Editorial 

El papel de la Liturgia en la vida de los hombres

Por P. Fernando Gioia, EP | Colaborador Editorial.

Si volvemos nuestras miradas hacia Dios Nuestro Señor, autor de la Antigua Ley, lo encontraremos indicando al pueblo elegido rituales y normas para rendirle culto legítimo. Era el deber fundamental del hombre de volverse hacia Dios, tanto de forma individual como en comunidad[1].

Los primeros cristianos “perseveraban en la enseñanza de los Apóstoles, en la comunión, en la fracción del pan y en las oraciones” (Hch 2, 42). Vemos en esto cómo la acción litúrgica tiene sus inicios con fundación de la Iglesia, teniendo como elemento más destacado en las comunidades primitivas, la “Cena del Señor”, la “fracción del pan”. Pero también estaba, como nos dicen los Hechos, la “enseñanza”, dado que la liturgia de la Palabra fue elemento esencial en las reuniones. “Tanto antes como después de la ruptura definitiva con la sinagoga, los cristianos fueron fieles a la lectura de los libros de la Ley y los Profetas, y al canto de los Salmos”[2].

 San Justino, hacia el año 150, nos ofrece una descripción detallada del oficio divino cristiano: “Este se abre con unas lecturas tomadas de las Memorias de los Apóstoles y de los Profetas; a continuación el presidente dirige una alocución seguida de una oración; concluido todo ello, el servicio divino prosigue con la ofrenda del sacrificio”[3].

La fe y la liturgia iban de la mano íntimamente unidas. En la liturgia tendremos presente a Cristo Sacerdote, una acción del Espíritu Santo y de la Iglesia, acompañaremos la historia de la salvación de los hombres, se actualiza ésta a través de los sacramentos y, a través del culto, será fuente de santificación; contribuyendo a que “los fieles expresen en su vida y manifiesten a los demás el misterio de Cristo y la naturaleza auténtica de la verdadera Iglesia”[4].

 Una de las numerosas descripciones, que cubre variados aspectos y nos muestra claramente el papel de la liturgia en la vida de los hombres, es la siguiente: “La acción sacerdotal de Jesucristo, continuada en y por la Iglesia bajo la acción del Espíritu Santo, por medio del cual se actualiza su obra salvífica a través de signos eficaces”[5]. En la liturgia, nos enseña el Catecismo de la Iglesia, “la Iglesia celebra principalmente el misterio pascual por el que Cristo realizó la obra de nuestra salvación” (1067).  

No vemos alejada esta definición de la expresada por el Papa Pío XII en su Encíclica Mediator Dei, después de varios decenios de estudios e investigaciones, afirmando que: “la sagrada liturgia es el culto público que nuestro Redentor tributa al Padre como cabeza de la Iglesia, y es el culto que la sociedad de los fieles da a su fundador y, por medio de él, al eterno Padre”[6].

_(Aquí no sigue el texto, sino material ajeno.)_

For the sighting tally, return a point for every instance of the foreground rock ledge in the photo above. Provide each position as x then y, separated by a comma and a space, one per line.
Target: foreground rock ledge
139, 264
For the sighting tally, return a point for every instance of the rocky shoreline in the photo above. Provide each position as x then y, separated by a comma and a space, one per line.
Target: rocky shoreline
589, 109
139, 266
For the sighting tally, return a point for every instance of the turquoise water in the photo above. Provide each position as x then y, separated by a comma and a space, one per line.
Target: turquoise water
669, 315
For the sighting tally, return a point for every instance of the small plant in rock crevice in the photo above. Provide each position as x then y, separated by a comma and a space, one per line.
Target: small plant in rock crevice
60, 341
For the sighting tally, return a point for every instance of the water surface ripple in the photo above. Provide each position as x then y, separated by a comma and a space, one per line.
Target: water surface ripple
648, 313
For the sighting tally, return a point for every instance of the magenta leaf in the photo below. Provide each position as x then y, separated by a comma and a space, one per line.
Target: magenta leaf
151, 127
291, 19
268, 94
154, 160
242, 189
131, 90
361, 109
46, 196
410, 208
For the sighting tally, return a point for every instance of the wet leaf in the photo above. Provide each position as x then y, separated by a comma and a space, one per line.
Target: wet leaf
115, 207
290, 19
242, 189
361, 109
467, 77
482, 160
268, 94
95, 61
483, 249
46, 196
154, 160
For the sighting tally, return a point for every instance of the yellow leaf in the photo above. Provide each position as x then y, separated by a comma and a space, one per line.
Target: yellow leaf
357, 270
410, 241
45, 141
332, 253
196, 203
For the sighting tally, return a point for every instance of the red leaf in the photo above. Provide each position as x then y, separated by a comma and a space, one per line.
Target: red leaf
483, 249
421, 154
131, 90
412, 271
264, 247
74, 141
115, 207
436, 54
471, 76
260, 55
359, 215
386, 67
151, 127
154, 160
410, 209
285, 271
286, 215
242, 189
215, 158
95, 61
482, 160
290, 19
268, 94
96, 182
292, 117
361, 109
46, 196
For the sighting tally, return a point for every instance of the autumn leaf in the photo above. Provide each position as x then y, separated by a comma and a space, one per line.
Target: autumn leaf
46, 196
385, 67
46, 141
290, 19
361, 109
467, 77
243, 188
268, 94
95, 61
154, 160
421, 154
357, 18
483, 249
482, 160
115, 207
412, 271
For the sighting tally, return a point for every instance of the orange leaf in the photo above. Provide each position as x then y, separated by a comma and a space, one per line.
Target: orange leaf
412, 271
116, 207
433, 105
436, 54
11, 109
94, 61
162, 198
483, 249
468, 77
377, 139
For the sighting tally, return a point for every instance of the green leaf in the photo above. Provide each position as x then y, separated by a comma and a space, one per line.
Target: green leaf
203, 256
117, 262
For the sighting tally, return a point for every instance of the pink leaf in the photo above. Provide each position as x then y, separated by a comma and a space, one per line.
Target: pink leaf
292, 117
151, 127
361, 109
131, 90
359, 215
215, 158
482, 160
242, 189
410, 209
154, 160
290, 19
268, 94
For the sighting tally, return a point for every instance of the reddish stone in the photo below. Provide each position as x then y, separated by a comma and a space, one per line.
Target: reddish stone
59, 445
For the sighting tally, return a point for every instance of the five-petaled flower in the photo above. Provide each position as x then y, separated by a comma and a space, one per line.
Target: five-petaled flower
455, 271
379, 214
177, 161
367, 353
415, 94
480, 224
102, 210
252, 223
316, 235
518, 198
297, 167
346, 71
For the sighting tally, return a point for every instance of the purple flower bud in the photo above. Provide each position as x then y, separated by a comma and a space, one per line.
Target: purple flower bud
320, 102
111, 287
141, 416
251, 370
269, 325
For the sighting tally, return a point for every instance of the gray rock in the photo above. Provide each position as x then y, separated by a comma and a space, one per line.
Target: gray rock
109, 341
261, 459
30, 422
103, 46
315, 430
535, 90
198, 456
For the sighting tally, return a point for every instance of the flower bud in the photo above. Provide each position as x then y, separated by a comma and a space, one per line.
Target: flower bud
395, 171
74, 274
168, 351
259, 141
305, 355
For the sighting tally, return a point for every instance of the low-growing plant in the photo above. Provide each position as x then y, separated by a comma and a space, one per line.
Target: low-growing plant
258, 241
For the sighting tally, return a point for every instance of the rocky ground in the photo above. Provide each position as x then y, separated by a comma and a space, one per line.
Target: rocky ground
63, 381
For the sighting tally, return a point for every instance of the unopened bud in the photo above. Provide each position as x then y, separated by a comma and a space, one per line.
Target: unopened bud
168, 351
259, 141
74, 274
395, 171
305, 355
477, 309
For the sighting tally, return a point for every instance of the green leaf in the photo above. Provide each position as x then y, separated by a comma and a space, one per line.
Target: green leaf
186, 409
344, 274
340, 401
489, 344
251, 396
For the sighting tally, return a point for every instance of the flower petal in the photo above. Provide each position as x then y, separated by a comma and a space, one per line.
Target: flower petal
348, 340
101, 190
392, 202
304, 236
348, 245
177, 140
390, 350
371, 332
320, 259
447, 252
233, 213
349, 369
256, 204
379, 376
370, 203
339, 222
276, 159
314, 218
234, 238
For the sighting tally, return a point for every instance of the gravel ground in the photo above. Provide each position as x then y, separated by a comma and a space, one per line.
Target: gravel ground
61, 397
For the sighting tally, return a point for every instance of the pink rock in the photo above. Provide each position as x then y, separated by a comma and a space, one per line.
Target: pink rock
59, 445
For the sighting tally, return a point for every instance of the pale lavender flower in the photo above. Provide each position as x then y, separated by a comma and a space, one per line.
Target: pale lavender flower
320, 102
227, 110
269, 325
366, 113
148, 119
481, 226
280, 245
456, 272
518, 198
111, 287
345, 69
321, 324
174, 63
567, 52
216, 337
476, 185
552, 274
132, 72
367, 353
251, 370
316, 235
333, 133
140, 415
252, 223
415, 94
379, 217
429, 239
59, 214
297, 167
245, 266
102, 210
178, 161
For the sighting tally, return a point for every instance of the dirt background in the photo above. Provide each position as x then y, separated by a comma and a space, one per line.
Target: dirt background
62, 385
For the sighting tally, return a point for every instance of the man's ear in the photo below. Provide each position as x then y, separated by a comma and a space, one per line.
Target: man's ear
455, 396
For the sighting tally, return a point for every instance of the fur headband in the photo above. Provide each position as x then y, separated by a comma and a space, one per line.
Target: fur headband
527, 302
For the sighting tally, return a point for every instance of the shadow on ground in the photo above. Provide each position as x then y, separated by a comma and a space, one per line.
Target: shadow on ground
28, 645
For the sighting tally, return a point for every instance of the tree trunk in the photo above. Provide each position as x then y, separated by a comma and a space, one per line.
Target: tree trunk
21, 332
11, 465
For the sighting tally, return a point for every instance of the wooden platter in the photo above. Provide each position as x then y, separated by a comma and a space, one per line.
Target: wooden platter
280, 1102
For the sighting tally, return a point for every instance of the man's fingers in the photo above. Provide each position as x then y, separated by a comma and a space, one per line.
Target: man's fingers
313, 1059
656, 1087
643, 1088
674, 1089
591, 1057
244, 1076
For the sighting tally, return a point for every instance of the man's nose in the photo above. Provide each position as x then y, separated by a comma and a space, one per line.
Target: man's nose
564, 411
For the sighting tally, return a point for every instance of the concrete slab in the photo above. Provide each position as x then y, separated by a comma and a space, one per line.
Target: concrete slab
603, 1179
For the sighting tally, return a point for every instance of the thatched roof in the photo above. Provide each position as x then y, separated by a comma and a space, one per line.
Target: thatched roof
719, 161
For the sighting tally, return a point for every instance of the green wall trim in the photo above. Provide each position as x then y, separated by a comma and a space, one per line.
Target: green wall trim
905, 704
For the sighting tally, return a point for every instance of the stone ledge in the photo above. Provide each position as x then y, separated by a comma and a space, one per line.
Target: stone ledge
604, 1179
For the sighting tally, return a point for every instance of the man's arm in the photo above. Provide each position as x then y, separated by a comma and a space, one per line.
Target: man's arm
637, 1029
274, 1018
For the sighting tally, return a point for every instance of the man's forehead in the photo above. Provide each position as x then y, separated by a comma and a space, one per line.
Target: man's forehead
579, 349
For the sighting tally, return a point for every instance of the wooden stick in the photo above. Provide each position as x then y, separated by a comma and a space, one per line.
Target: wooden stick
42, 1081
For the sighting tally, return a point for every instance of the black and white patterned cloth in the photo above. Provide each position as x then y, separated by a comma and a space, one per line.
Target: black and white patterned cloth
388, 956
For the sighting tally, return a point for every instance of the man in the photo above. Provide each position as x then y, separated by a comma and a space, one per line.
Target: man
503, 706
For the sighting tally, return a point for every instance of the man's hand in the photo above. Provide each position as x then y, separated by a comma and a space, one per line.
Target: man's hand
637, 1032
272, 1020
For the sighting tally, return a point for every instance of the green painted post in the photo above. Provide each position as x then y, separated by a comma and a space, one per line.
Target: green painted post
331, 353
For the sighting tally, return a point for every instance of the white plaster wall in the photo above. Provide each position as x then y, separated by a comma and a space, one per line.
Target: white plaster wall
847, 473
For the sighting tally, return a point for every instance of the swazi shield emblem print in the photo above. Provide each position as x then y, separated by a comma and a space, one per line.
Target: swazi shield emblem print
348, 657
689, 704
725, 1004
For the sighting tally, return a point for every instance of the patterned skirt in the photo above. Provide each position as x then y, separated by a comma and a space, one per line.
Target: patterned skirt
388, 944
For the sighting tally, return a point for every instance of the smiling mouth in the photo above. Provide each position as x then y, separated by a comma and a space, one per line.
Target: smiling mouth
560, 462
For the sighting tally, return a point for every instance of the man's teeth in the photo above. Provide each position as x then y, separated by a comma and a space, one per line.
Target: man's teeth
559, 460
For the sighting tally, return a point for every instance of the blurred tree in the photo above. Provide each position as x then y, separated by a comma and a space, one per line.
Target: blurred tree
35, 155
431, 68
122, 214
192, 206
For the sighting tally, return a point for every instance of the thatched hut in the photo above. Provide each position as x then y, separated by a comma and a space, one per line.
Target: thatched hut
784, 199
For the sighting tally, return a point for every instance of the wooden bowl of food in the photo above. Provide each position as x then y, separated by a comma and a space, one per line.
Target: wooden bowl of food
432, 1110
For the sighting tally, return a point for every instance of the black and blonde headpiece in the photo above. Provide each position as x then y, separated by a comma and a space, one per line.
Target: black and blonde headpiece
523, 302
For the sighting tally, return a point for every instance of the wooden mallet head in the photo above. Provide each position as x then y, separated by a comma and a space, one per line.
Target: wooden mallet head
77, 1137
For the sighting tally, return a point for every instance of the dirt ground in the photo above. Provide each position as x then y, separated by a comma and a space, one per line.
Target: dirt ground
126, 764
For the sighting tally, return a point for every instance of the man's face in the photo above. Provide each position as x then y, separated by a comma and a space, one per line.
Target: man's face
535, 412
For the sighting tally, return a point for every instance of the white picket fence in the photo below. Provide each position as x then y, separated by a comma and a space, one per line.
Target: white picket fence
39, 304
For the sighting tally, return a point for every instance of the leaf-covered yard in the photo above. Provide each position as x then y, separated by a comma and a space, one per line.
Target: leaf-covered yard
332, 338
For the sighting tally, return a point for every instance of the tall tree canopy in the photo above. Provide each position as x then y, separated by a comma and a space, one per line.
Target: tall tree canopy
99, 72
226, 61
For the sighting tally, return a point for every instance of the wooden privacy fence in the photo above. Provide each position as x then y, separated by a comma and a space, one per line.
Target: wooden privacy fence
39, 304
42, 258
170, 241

La Sacrosanctum Concilium presenta el concepto de liturgia de modo similar considerándola: “como el ejercicio del sacerdocio de Jesucristo. En ella los signos sensibles significan y cada uno a su manera realizan la santificación del hombre”[7].

Hace pocos años, el Santo Padre Emérito decía que “la liturgia es la celebración, el acontecimiento central de la historia humana: el sacrificio redentor de Cristo”[8].

 Cuando pensamos en las innumerables formas de hacerse presente la Iglesia ante los hombres quedamos impresionados de las maravillas de la acción del Espíritu Santo, inspirando tantos y tantos carismas. Unos hacen un trabajo misionero. Otros practican la caridad cristiana, sea con enfermos, ancianos, niños huérfanos o personas con deficiencias. Aquellos hay que lo hacen a través de la enseñanza, o los que rezan en la vida contemplativa. Pero, afirmaba Benedicto XVI, “el lugar donde se vive plenamente como Iglesia es la liturgia: esta es el acto por el que creemos que Dios entra en nuestra realidad y le podemos encontrar”[9].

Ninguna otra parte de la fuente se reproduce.